What Is STEM?
STEM is short for science, technology, engineering, and math. STEM teaches science, math, and engineering as a whole, using technology to relate learning to the real world. STEM education and training increase the number of college science and technology graduates entering a growing workforce. Students succeed with in-demand STEM jobs!
STEM challenges students with projects, concrete knowledge, and experience. For example, a digital-drawing program may be included in a geometry lesson. STEM is hands-on, mind-on, and feeds natural student curiosity when they are most ready to learn.
Why Is STEM Important?
STEM is everywhere, shaping our daily lives. Walk outside into nature (science), pick up your cell phone technology, drive a car designed by engineers, or bake brownies using math to measure, and select the correct oven temperature and timing. We are a technology-driven society and those with STEM skills better meet challenges and enjoy a higher quality of life and greater income. STEM careers are also "helping" professions that solve the problems facing our communities with rewarding work. The skills that all students need to develop in order to succeed in the information age include:
Learning Skills: critical thinking, creative thinking, collaborating, and communicating.

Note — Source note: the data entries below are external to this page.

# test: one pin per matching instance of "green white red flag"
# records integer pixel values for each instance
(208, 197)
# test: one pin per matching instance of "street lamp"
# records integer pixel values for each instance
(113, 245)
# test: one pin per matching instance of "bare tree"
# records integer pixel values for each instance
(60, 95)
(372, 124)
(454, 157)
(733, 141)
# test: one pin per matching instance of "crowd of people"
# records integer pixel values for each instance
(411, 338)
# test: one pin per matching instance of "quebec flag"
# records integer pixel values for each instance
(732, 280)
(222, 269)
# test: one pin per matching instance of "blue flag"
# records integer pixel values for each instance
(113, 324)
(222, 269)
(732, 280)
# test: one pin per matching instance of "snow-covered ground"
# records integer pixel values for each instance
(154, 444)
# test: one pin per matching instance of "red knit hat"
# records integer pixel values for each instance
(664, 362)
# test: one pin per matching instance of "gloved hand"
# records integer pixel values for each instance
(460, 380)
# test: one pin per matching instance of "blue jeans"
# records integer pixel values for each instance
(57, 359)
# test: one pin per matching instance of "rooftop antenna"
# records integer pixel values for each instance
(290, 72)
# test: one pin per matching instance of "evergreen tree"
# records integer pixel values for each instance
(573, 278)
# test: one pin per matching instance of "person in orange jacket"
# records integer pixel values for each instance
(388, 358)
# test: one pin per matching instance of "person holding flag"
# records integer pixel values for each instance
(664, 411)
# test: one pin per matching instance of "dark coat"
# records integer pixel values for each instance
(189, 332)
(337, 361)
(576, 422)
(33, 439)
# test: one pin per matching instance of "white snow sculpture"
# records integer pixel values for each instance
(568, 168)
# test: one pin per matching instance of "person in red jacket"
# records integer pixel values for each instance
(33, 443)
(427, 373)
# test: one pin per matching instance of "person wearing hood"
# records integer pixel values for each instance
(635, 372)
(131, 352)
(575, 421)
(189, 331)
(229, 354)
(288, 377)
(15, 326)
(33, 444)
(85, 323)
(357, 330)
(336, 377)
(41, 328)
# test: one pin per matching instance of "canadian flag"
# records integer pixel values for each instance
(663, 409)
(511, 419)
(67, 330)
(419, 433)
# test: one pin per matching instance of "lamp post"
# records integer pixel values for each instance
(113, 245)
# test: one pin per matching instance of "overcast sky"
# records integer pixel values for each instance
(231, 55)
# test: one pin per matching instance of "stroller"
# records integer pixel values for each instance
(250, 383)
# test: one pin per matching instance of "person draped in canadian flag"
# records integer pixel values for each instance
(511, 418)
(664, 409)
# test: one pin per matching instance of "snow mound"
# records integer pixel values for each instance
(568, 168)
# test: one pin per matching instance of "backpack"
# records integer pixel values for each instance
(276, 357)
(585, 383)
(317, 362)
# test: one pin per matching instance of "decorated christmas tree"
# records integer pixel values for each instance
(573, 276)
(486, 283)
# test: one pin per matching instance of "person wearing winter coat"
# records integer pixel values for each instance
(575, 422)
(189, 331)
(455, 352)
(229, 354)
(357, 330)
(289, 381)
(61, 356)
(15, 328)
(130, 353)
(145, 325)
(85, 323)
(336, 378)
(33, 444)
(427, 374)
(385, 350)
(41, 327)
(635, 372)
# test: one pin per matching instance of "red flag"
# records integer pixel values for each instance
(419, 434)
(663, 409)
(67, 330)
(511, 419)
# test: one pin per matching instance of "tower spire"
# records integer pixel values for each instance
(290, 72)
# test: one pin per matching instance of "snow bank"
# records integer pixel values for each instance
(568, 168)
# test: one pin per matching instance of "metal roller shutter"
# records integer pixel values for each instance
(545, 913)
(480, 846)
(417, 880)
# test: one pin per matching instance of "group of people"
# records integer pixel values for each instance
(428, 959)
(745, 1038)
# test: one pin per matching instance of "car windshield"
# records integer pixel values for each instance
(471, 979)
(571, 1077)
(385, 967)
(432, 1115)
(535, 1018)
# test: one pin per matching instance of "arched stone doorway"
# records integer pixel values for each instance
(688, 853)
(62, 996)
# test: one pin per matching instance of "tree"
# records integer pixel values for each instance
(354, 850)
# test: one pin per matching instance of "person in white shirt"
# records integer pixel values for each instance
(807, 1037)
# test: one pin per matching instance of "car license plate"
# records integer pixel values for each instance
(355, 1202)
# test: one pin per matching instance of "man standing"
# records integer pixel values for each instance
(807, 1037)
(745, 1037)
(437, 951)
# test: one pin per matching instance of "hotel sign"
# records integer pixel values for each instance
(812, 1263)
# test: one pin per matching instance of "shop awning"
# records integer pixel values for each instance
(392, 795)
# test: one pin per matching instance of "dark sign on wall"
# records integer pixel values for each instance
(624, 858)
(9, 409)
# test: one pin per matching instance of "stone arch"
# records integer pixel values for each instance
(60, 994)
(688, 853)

Literacy Skills: information, media, and technology literacy
Life Skills: flexibility, initiative, social skills, productivity, and leadership.
How Do Education & STEM Work Together For STEM Careers?
Education and employability or STEM fluency skills are key to success in STEM professions. Ninety-five percent of jobs paying a livable salary will require some combination of education beyond high school, on-the-job training, and/or work experience over one year. According to the Texas Workforce Commission, Texas has a strong middle-skill STEM market with high demand and high wage opportunities.
60 percent of middle-skill STEM jobs require only six months of formal classroom training. If students pursue an associate degree in STEM they will earn between $75,000-$100,000. Slightly greater than those with a Non-STEM bachelor’s or master’s degree.